Best Friend
Ryan
I don't know how it happened, but the woman that I love is gone. Of course she is. Who wouldn't be? Who would really understand a man who is in love with his best friend? But she can never understand that I feel for her more strongly than I have ever felt about anybody.
Not really sure why.
It just feels right.
And now she's gone.
I made my way to my bathroom. My head was in the toilet as I was vomiting out my guts. Something feels like it is torn out of me. Now there was literally nothing left, as I sit beside the bowl, my two dogs lying beside me.
Then I called Nick.
"Hey," I said to him. "Iris, is..."
"Iris is what?" he asked.
"She's..." I can't bring myself to say the words. There is a part of me that is in denial that any of this is true. Alexis never made her way over here and made a cruel comment. Iris is still here, in the dark, but here with me. She's still in love with me. Of course, in reality, I don't really know if she is in love with me, or ever was. She never tells me how she feels about me. She's inscrutable, elusive, and I never quite know where I stand. Well, at least that was true.
I know where I stand now, unfortunately, with her.
Nowhere.
"Out with it." Nick has no patience for this.
"Nothing." If I don't say the words, then they aren't true.
He sighed. "Do I have to ask Alexis about this?"
Hearing the word Alexis snapped me out of my pity party. "Don't talk to that bitch again," I said.
"Whoa. I thought you guys were getting along."

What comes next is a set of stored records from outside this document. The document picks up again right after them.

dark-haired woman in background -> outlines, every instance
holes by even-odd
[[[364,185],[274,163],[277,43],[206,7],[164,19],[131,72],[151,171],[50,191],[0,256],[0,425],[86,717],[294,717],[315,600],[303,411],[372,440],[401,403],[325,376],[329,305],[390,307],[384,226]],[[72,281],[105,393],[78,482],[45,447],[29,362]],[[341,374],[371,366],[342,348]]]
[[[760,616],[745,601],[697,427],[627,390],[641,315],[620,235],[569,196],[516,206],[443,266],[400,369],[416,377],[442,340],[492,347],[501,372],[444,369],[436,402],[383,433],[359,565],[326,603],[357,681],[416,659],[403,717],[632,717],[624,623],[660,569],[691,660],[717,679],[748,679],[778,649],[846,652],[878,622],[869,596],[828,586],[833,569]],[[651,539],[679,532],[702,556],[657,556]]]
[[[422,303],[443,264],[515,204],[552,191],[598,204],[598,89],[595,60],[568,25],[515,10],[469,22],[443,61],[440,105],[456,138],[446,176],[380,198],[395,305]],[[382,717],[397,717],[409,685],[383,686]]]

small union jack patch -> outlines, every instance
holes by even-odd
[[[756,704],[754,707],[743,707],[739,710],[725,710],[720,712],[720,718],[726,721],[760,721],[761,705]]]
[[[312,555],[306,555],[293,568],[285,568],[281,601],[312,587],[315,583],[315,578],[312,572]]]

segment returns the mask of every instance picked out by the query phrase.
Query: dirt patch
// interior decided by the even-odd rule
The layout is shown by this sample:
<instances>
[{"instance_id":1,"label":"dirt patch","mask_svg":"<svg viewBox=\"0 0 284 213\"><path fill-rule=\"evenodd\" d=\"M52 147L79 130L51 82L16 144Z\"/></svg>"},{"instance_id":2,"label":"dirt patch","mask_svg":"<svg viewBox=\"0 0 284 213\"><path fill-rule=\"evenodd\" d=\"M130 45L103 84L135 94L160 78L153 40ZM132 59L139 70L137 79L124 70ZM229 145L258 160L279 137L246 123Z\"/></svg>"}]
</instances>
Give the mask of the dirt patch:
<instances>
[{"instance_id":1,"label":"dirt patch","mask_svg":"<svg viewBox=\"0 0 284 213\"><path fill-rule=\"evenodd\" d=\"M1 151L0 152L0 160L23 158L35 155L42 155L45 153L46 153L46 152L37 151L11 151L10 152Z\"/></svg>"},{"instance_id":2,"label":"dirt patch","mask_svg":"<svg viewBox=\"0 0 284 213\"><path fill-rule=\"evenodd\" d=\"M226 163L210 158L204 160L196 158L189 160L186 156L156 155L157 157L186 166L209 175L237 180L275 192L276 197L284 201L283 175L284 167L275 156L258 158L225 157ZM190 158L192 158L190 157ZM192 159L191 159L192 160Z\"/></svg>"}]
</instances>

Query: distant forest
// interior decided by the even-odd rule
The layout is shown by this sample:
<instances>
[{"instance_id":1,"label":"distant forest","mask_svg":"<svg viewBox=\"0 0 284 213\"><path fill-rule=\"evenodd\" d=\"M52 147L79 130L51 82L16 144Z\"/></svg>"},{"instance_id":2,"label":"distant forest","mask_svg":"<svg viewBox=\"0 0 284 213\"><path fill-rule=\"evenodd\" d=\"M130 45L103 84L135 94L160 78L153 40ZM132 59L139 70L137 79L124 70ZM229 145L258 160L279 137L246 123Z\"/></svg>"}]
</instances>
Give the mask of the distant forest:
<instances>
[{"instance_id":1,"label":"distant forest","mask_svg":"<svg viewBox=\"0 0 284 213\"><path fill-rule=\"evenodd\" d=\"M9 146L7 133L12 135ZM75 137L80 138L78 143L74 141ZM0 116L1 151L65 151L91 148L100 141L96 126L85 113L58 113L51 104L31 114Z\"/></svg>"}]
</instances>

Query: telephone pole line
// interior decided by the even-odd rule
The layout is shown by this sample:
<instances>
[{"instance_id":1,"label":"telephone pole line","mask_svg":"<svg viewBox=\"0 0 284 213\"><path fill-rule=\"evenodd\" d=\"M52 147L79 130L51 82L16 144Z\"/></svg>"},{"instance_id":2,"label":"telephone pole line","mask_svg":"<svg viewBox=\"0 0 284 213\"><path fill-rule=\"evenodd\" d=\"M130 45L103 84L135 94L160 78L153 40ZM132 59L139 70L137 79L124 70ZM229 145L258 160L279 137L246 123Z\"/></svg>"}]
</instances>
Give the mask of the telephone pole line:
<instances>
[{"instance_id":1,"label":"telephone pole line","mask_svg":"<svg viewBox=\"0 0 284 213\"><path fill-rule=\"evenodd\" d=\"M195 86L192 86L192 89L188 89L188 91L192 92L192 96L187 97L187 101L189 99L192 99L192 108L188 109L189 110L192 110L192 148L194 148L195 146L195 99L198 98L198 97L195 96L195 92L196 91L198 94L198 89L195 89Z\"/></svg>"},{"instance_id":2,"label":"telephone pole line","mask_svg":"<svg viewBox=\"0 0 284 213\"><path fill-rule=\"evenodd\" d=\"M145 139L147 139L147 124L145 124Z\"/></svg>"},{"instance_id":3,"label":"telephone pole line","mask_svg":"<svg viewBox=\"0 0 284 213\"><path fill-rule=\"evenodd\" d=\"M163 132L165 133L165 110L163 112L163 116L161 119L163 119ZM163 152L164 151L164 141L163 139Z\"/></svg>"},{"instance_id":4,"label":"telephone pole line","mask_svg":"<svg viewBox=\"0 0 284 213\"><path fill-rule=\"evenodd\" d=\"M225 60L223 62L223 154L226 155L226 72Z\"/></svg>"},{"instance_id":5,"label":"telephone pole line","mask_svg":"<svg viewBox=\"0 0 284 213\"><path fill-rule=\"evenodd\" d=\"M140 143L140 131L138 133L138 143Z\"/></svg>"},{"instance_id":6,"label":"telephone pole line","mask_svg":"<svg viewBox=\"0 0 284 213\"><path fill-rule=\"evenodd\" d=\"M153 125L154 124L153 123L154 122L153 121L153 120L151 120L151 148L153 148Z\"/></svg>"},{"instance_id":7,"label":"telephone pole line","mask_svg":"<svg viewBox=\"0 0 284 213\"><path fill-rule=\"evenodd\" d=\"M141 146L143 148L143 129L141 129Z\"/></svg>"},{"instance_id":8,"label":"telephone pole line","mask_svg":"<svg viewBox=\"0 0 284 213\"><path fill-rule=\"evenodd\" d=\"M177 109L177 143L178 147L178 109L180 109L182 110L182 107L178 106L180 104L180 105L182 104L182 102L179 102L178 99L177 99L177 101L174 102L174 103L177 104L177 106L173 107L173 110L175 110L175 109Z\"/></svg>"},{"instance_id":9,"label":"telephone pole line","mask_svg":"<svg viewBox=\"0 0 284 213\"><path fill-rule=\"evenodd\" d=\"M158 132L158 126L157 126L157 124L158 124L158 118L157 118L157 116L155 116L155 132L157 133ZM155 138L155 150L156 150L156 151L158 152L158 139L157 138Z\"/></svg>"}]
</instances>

"Were is the operative word here."
"Okay. So you guys are on the outs again. I swear to God, over the past 20 years, you guys have hated each other for as many days as you've loved each other. It's just about even."
I didn't say anything.
"So what's the problem now?" he asked.
"That's what I'm trying to find out. She came over the other night crazier than I've seen her in awhile. She had been doing lines of coke and was beyond pissed. She said that she ran into you."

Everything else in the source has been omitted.